# Metrics Aggregation

### What is Metrics Aggregation?

Metrics aggregation is a real-time data processing feature that automatically transforms and summarizes metrics as they are ingested into the system. Instead of storing every individual metric sample with all its labels, aggregation rules combine multiple metric samples into aggregated values, reducing storage requirements and improving query performance.

groundcover metrics aggregation processes metrics in real-time as they flow through the system. This allows you to:

* **Reduce storage costs**: By aggregating metrics and removing unnecessary labels, you store fewer unique time series.
* **Improve query performance**: Aggregated metrics are pre-computed, making queries faster.
* **Simplify metric names**: Transform complex metric names into cleaner, more consistent formats.
* **Remove granularity**: Drop labels that aren't needed for your use case (e.g., node-level labels when you only care about cluster-level metrics)

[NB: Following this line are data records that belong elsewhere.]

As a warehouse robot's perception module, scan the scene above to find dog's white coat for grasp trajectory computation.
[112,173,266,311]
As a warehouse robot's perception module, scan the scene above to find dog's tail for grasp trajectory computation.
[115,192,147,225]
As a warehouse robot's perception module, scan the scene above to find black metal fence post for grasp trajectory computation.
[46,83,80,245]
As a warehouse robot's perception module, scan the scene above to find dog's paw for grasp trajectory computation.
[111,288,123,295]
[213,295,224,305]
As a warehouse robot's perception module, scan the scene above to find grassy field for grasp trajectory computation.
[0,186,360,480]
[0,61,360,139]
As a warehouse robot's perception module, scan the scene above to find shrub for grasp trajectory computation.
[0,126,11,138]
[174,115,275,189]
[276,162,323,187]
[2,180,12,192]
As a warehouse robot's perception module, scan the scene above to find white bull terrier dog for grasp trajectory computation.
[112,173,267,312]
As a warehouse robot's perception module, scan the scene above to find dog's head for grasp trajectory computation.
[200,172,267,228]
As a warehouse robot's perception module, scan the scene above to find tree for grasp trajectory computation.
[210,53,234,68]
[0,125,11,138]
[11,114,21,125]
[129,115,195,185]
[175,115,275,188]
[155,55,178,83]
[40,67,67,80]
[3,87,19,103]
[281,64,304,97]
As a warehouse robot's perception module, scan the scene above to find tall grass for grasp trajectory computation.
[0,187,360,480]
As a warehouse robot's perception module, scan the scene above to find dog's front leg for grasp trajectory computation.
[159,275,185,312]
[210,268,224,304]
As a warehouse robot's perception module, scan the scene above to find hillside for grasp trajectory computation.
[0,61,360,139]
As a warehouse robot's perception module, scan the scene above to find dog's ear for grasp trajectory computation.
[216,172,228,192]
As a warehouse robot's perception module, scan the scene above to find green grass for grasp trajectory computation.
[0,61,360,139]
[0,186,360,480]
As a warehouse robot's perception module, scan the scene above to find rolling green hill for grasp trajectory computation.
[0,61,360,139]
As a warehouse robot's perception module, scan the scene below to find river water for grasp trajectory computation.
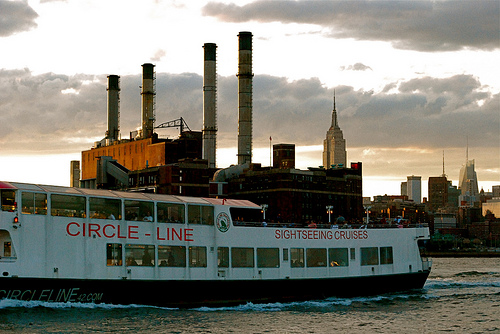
[0,258,500,333]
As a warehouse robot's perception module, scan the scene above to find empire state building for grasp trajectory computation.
[323,95,347,169]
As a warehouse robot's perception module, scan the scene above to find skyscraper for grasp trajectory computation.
[323,93,347,169]
[406,175,422,204]
[458,160,479,206]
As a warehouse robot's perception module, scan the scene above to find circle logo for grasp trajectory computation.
[215,212,231,233]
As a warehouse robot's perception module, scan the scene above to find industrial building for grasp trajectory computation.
[80,32,364,224]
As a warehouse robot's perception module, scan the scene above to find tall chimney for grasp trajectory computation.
[141,64,156,139]
[237,31,253,165]
[106,75,120,142]
[203,43,217,168]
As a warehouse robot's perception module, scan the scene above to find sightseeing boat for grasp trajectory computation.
[0,182,431,308]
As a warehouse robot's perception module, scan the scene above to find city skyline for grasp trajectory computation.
[0,0,500,197]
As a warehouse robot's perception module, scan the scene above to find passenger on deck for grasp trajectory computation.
[127,256,137,266]
[142,247,153,266]
[142,211,153,222]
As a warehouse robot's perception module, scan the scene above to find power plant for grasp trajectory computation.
[203,43,217,168]
[78,31,364,224]
[237,31,253,165]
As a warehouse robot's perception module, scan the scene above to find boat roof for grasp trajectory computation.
[0,181,260,208]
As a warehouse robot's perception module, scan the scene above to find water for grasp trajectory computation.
[0,258,500,333]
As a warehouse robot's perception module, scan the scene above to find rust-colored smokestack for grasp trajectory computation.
[106,75,120,142]
[203,43,217,168]
[141,64,156,139]
[237,31,253,165]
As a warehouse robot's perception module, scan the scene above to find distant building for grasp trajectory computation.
[491,186,500,197]
[428,176,448,212]
[273,144,295,169]
[401,175,422,204]
[81,131,202,188]
[69,160,80,187]
[458,160,479,207]
[210,162,364,226]
[323,96,347,169]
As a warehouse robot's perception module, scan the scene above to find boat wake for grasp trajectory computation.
[0,290,435,312]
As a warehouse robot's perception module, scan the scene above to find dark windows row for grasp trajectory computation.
[107,244,393,268]
[21,192,214,225]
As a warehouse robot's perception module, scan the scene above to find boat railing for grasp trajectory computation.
[422,257,432,271]
[233,221,429,230]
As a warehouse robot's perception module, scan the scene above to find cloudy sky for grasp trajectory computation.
[0,0,500,196]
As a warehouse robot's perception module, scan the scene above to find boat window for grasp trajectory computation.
[229,208,263,225]
[283,248,288,261]
[231,247,254,268]
[0,190,16,211]
[3,241,12,257]
[188,204,214,225]
[157,203,184,224]
[125,244,155,267]
[0,230,16,261]
[328,248,349,267]
[290,248,304,268]
[125,200,154,222]
[217,247,229,268]
[361,247,378,266]
[189,246,207,267]
[89,197,122,220]
[21,191,47,215]
[306,248,327,267]
[106,244,123,266]
[50,194,86,218]
[158,246,186,267]
[380,247,393,264]
[257,248,280,268]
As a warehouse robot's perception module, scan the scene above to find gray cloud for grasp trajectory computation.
[0,69,500,168]
[340,63,373,71]
[0,0,38,37]
[203,0,500,51]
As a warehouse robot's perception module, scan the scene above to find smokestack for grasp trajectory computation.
[106,75,120,142]
[237,31,253,165]
[141,64,156,139]
[203,43,217,168]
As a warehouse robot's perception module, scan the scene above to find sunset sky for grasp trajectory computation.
[0,0,500,200]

To manage the metrics aggregation rules, go to the dedicated page in [settings](https://app.groundcover.com/settings/aggregations).

{% hint style="info" %}
Metrics aggregation rules can only be edited by account Admins
{% endhint %}

### Metrics aggregation rule format

Each aggregation rule specifies:

* **Which metrics to match**: Using label selectors and metric name patterns
* **Which labels to remove**: Using the `without` parameter to drop specific labels
* **How to aggregate**: Using output functions like `total_prometheus`, `avg`, `last`, or `count_series`
* **How often to aggregate**: Using the `interval` parameter to control aggregation frequency

A full reference of the configuration options can be [found here](https://docs.victoriametrics.com/victoriametrics/stream-aggregation/configuration/).

groundcover has a set of defaults installed. You can always revert to the defaults provided by groundcover by clicking on `Restore Defaults`.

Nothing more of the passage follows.